Perasaan serupa dirasakan Ronny Bogar (75) dan Marie Makaampo (74), warga Lingkungan III Kampung Islam. Pasangan itu menjadi saksi perubahan kondisi sosial Kampung Islam. ”Zaman dulu itu ada saling kirim parsel dari tahun 1960-an sampai 1980-an. Kondisi mulai berubah dari tahun 2000. Tapi, orang-orang tua di sini so banyak meninggal dunia atau mereka punya anak so jual tanah, terus tinggal jauh. Jadi, sekarang kebanyakan warga baru yang tidak tahu kebiasaan itu,” ujar Ronny.
Ketua Forum Kerukunan Umat Beragama (FKUB) Sulut Pendeta Lucky Rumopa berpendapat, kearifan lokal dan tradisi perlu kembali digali untuk mempertahankan toleransi antar-umat beragama. FKUB juga menyadari bahaya banjir informasi digital sehingga berusaha memperkuat tokoh agama untuk edukasi.
Sejarawan sekaligus budayawan Universitas Sam Ratulangi, Ivan Kaunang, berpendapat, pergeseran tradisi Natal terjadi akibat perkembangan zaman serta kemajuan ilmu dan teknologi. Dilihat dari perspektif budaya, faktor lain yang membentuk perubahan itu adalah konstruksi negara.

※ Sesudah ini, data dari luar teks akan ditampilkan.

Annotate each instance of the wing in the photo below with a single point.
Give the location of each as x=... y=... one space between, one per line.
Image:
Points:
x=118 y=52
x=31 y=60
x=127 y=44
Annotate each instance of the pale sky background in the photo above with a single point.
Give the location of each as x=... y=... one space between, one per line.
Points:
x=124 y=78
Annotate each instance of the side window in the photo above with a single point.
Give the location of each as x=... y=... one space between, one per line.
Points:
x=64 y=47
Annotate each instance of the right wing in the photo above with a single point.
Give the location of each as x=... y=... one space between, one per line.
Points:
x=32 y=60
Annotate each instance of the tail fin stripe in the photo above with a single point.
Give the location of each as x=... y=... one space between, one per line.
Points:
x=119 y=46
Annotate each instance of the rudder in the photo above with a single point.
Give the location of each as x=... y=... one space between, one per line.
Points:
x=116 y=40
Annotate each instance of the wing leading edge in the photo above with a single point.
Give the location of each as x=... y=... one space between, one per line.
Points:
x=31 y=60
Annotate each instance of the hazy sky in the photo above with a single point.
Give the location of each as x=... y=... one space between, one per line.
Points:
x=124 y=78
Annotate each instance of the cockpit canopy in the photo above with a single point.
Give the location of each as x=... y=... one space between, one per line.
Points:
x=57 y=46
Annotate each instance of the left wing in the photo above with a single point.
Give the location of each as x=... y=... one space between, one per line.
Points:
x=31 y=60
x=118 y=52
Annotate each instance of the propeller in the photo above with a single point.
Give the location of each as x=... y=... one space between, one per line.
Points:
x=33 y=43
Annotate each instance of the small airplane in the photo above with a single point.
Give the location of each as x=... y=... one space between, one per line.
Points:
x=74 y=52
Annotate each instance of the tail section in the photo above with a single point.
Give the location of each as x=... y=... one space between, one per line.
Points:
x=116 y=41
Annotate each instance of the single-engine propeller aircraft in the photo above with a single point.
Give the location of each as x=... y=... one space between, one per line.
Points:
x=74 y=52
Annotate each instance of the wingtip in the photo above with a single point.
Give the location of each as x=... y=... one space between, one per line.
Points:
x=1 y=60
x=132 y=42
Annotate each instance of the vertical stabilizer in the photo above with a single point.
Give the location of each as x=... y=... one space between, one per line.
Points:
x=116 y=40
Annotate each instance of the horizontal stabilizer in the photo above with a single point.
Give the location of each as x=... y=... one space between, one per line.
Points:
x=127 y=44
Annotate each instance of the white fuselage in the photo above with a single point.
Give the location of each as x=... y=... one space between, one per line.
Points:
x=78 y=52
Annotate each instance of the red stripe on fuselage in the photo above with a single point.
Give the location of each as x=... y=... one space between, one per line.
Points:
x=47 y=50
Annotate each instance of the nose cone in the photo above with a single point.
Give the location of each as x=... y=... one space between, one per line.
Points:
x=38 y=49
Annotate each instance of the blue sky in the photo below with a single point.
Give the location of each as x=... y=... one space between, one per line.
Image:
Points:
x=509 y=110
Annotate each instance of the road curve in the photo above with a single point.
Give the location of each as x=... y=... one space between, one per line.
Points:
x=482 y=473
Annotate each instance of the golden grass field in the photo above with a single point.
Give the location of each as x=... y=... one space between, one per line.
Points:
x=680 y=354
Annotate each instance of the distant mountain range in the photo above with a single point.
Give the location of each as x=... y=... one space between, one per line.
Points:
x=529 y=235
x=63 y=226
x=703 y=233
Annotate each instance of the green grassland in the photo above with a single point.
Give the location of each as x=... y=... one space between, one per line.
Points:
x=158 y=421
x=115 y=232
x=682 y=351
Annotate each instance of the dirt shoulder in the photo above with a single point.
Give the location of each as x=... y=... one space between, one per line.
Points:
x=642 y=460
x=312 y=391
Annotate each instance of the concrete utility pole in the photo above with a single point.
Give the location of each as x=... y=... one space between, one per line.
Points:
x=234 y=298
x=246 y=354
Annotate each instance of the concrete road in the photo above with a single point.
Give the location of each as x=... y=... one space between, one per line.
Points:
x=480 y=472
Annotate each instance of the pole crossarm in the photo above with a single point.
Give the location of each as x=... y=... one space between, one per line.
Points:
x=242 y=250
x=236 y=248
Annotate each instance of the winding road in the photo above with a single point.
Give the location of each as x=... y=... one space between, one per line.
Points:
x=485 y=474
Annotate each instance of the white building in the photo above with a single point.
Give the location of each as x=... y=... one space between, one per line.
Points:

”Contohnya dulu pegawai kantor sudah pulang pukul tiga siang sehingga ada waktu untuk mendidik anak-anak. Sekarang kita seperti mesin karena pulang sampai rumah malam. Kita tidak sempat buat kue bersama, padahal itu ada kaitan dengan ruang privat untuk anak-anak belajar,” kata Ivan.
Meski begitu, tetap ada lagu kebersamaan yang mengalun dari desa-desa seperti di Kediri tadi.